By extension, the Flood described in this week’s parsha is not simply a means of destroying evildoers by drowning, but was specifically chosen as a kind of return of the earth to the status quo ante. God regrets that he made man, and decides to destroy everything that He has made along with him—land animals, insects, and birds (Gen 6:6-7); the destruction is affected, simply by releasing the tight rein which he had placed upon the primordial waters, which confined to a certain delimited, circumscribed place.

Interestingly, this motif appears in one of the piyyutim for Yom Kippur, describing the suffering of the Ten Martyrs of the Hadrianic persecutions, great Torah scholars who were subjected to excruciatingly painful deaths.

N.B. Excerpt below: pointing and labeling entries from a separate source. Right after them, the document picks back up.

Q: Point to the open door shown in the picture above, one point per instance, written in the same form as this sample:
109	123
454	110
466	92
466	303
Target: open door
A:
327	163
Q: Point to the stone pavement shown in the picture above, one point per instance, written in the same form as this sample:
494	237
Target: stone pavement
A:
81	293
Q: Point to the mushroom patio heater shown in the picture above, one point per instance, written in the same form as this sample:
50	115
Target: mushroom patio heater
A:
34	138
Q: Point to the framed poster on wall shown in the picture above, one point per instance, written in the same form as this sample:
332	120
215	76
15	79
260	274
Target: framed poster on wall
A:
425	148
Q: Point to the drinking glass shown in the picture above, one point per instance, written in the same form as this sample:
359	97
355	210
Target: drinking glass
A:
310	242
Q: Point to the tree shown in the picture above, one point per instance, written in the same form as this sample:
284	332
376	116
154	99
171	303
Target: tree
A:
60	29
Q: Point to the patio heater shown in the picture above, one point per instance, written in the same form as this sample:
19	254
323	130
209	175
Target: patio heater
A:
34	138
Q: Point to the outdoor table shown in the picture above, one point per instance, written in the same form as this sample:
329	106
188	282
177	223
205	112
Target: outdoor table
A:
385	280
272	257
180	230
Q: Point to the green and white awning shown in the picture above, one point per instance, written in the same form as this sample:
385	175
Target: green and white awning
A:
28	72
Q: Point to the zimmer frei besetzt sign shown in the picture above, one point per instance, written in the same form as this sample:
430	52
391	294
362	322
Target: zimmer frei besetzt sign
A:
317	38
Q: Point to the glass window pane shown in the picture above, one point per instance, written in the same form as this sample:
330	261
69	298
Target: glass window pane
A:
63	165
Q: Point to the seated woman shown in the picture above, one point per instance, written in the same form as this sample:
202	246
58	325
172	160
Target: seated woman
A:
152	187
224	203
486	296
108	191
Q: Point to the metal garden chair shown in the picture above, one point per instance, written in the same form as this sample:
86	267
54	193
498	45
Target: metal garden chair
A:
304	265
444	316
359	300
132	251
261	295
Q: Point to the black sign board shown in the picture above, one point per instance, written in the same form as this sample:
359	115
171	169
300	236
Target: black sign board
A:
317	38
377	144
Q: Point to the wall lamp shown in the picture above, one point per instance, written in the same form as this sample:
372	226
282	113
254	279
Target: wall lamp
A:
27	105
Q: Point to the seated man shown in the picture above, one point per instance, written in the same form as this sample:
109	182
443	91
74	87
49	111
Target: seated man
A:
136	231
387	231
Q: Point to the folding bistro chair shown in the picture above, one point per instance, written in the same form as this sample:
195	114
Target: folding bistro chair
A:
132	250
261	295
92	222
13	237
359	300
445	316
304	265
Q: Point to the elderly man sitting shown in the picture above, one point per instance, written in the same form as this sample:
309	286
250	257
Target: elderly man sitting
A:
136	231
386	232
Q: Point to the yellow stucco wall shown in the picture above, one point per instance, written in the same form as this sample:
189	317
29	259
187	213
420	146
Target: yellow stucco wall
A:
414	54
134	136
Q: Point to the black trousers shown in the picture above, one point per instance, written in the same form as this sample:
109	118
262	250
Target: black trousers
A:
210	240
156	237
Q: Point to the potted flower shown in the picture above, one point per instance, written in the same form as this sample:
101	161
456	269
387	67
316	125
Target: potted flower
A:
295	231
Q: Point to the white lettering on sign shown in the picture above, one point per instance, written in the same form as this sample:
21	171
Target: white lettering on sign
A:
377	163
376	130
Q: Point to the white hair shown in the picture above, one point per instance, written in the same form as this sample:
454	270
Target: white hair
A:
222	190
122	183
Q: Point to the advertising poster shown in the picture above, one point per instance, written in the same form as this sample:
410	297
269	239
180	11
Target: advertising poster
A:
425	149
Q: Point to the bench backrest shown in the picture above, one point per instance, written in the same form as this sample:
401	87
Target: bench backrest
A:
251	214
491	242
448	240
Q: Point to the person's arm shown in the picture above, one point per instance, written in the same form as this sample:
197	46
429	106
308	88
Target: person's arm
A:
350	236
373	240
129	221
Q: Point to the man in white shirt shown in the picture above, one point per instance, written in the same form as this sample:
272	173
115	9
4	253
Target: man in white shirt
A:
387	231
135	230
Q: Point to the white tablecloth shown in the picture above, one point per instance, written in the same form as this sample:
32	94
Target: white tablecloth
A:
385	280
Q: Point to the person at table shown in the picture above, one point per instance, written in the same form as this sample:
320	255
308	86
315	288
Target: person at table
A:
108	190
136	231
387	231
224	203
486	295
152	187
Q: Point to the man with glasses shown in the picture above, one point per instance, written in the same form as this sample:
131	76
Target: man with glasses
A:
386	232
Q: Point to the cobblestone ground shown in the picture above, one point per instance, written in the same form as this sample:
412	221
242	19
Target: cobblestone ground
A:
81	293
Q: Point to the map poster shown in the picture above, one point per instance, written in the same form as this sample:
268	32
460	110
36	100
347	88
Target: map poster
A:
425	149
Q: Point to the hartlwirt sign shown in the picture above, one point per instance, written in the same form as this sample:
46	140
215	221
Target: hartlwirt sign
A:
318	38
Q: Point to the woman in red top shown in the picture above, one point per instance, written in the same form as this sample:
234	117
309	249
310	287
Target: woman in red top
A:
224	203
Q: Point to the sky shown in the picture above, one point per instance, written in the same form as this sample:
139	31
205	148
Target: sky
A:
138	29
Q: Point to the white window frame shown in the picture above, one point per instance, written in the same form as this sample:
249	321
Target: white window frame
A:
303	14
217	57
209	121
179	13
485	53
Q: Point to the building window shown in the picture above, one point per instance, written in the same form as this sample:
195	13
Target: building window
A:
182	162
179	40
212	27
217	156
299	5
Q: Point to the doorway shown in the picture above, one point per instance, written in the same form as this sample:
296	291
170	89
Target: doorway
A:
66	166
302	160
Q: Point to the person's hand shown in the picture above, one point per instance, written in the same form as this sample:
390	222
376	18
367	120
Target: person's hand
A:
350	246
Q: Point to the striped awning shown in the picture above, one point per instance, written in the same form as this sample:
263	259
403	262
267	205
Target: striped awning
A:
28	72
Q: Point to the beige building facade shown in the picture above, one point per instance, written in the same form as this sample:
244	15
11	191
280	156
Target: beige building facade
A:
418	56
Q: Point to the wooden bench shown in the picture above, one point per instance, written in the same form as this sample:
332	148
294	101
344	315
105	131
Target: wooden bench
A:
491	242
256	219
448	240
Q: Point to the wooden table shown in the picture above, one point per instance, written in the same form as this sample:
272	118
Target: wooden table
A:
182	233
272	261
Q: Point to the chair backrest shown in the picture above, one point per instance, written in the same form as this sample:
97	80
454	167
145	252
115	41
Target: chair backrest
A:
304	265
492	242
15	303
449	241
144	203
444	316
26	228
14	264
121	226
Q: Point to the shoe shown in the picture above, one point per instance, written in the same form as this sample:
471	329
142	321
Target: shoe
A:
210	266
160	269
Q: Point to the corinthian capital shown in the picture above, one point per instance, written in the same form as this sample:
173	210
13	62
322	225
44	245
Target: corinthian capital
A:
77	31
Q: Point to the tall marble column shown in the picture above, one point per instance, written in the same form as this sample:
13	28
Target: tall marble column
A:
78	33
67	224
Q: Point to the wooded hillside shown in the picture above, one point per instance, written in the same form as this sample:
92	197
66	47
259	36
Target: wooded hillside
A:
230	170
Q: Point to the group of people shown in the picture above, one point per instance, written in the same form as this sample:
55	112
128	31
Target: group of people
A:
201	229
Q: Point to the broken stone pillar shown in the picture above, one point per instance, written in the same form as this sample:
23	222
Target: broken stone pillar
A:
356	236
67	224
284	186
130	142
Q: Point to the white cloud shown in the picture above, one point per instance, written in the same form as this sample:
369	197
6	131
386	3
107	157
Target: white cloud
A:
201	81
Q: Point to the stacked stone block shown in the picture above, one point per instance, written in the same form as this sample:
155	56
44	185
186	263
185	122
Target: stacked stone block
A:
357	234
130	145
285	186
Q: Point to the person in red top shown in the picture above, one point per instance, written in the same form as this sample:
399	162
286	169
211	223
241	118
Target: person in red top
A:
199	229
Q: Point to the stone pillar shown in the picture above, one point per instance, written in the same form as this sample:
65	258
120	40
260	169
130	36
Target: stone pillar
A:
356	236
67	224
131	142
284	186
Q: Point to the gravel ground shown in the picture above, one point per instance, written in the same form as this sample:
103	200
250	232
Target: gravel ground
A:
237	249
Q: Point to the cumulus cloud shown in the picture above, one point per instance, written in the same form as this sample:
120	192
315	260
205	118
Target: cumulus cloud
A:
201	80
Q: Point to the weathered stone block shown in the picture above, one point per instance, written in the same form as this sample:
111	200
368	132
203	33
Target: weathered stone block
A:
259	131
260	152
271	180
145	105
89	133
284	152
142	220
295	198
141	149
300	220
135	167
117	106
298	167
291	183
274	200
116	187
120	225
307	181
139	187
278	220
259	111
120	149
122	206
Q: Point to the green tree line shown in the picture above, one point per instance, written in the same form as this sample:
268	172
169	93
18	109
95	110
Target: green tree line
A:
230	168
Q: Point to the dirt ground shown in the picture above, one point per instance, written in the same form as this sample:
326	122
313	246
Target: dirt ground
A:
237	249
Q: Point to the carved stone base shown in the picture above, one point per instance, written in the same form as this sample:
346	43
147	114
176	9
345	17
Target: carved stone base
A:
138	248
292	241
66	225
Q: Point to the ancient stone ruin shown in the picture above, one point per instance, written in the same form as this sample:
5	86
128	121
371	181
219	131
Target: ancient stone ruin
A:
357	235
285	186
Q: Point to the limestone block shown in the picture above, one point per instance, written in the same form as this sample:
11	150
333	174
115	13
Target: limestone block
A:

When the angels see this, asking God “Is this the Torah and this its reward?,” God answers, “Silence, or I will return the world to water….” That is, their claim is just, but it must not be evoked if they want the world to continue, for God is likely to return the world to its pre-Creation chaos.

Psalm 93 begins with an evocation of God’s majesty. “The Lord reigns; He is robed in majesty, girded with strength.” It too hearkens back to Creation: “He has established the earth, it shall never be moved”—perhaps in contrast to a world that would have been built upon the turbulence and instability of water, that could easily be moved or shaken. Against that majestic orderliness, “the floods [or: rivers; neharot) have lifted up their voices,” and even their “roaring” or “crushing power” (dakhyam). Hence, as in the previous psalm, there is more than a hint of the struggle between the forces of chaos, the power of water to crush and dissolve everything that lays in its path, and the majesty of God, who subdues the flood. “Greater than the thundering water, greater than the waves of the sea, the Lord is mighty on high…”

Interestingly, some Bible critics have noted a striking similarity between these psalms and certain Babylonian and Canaanite hymns, which evoke the pagan gods in relation to the subduing the waters of the flood. If so, what we have here is an example of pagan motifs turned to monotheistic purposes. To my mind, this in no sense detracts from the power, beauty, or holiness of these psalms. To the contrary, the literary motifs of, say, the Flood and the struggle with chaos (whether depicted as as abstraction or, as in pagan religion, personified as Yam, Tiamat, and so on), which were part of the general cultural milieu in which our ancestors lived, are here turned about to the service of the central message of Judaism: that the One God transcends the multiplicity of divinities and powers, to reign alone, exclusive, “above” the Flood. (The lesson regarding our relation to secular Western culture is, I think, obvious).